No me avergüenzo de lo que hago, pero tampoco ando por ahí diciéndole a todo el mundo que soy escritor. Un amigo, informático también, me asaltaba a preguntas el otro día porque acababa de enterarse, vía Facebook, de mis pretensiones literarias.

¡Un blog! Te lo tenías callado. ¿De qué va? ¿Qué escribes?

Le respondí que, en general, el blog trata de literatura, pero me gusta escribir sobre todo ciencia ficción y fantasía. Esperaba la típica sonrisa condescendiente, esa que aparece en el rostro de muchas personas (escritores incluidos) cuando se habla de estos géneros y equivale a decir: Vaya, conque eres uno de esos. Para variar, mi interlocutor asintió y dijo:

Bien por ti. La ciencia ficción está en alza ahora.

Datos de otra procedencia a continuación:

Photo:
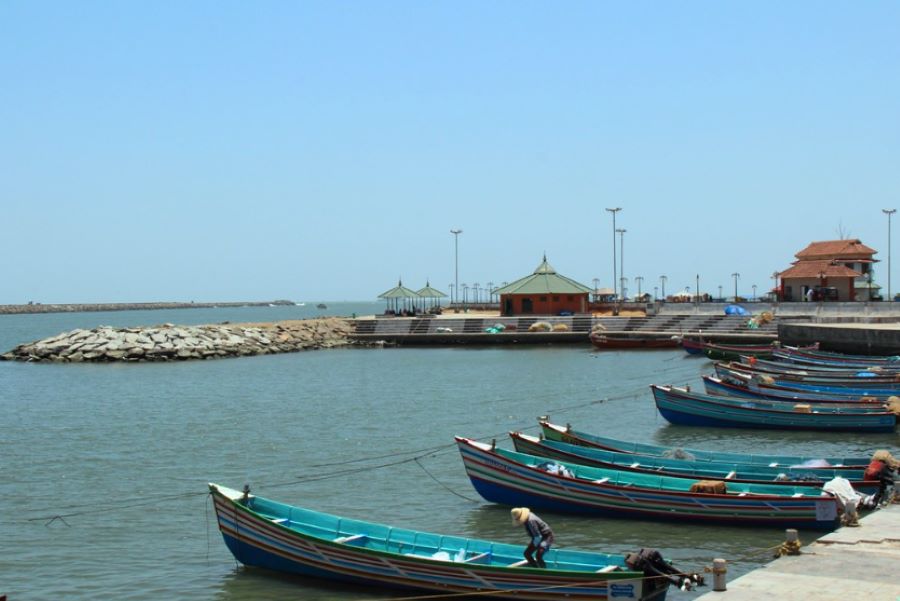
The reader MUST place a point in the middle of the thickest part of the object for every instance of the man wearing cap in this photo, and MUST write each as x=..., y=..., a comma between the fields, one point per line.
x=539, y=532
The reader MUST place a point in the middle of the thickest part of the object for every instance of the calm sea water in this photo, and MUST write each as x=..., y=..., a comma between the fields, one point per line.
x=104, y=467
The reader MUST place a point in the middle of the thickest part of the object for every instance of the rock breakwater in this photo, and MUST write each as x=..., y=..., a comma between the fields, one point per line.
x=179, y=343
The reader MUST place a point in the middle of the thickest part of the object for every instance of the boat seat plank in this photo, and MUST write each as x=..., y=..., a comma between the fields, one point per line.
x=476, y=557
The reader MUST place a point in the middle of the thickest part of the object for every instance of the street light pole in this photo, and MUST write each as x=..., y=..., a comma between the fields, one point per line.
x=456, y=233
x=614, y=211
x=888, y=212
x=622, y=258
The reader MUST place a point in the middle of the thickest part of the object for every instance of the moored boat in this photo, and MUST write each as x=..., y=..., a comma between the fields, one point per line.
x=830, y=359
x=683, y=407
x=603, y=341
x=265, y=533
x=681, y=468
x=753, y=388
x=511, y=478
x=579, y=437
x=781, y=372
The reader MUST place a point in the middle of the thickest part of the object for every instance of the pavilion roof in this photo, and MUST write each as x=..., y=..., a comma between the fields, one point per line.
x=399, y=291
x=544, y=280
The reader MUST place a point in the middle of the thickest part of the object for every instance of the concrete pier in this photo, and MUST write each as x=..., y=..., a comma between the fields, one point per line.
x=850, y=563
x=855, y=338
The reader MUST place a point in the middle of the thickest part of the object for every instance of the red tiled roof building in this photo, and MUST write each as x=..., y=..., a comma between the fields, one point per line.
x=830, y=270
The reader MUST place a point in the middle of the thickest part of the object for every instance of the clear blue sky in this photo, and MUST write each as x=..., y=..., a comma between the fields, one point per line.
x=217, y=151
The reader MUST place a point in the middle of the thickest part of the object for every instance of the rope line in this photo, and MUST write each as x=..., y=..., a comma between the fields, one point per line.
x=444, y=486
x=72, y=510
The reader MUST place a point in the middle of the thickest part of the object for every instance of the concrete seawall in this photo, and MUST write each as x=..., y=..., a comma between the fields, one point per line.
x=850, y=563
x=856, y=338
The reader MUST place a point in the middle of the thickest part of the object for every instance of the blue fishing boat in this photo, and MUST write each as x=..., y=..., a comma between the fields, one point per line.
x=839, y=360
x=683, y=407
x=753, y=388
x=785, y=373
x=682, y=468
x=264, y=533
x=511, y=478
x=579, y=437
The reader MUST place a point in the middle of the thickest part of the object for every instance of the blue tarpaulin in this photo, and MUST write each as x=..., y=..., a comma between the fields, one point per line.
x=736, y=310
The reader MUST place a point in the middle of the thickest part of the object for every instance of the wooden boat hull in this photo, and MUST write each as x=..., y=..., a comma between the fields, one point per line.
x=256, y=538
x=567, y=434
x=603, y=342
x=788, y=376
x=681, y=468
x=826, y=359
x=689, y=409
x=511, y=478
x=738, y=387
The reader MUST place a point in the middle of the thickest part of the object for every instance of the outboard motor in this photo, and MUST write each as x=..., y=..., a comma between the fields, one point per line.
x=651, y=563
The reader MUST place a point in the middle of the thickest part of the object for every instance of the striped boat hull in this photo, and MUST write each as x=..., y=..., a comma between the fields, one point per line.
x=513, y=479
x=689, y=409
x=257, y=541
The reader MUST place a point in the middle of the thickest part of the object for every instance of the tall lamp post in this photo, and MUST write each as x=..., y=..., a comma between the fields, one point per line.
x=456, y=233
x=614, y=211
x=621, y=233
x=888, y=212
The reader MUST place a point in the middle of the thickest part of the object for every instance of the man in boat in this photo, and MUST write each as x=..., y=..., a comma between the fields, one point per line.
x=538, y=531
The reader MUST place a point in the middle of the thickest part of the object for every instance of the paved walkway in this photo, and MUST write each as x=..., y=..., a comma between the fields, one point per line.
x=850, y=563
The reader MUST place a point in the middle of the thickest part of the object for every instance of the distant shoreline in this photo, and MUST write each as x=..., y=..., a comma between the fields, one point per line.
x=90, y=307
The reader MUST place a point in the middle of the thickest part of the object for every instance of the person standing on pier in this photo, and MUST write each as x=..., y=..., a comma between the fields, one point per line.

¿Tú crees?, dije yo medio en broma, medio preocupado también.

Debo aclarar que el amigo del que hablo no está al tanto de la situación actual de este género literario en Cuba ni de las posibilidades editoriales que comienzan a abrirse para sus autores. Como casi todas las personas que conozco, quienes aseguran no tener tiempo para coger un libro (aunque sí para conectarse a Internet), mi amigo no se refería a la ciencia ficción como literatura sino como un fenómeno de los medios.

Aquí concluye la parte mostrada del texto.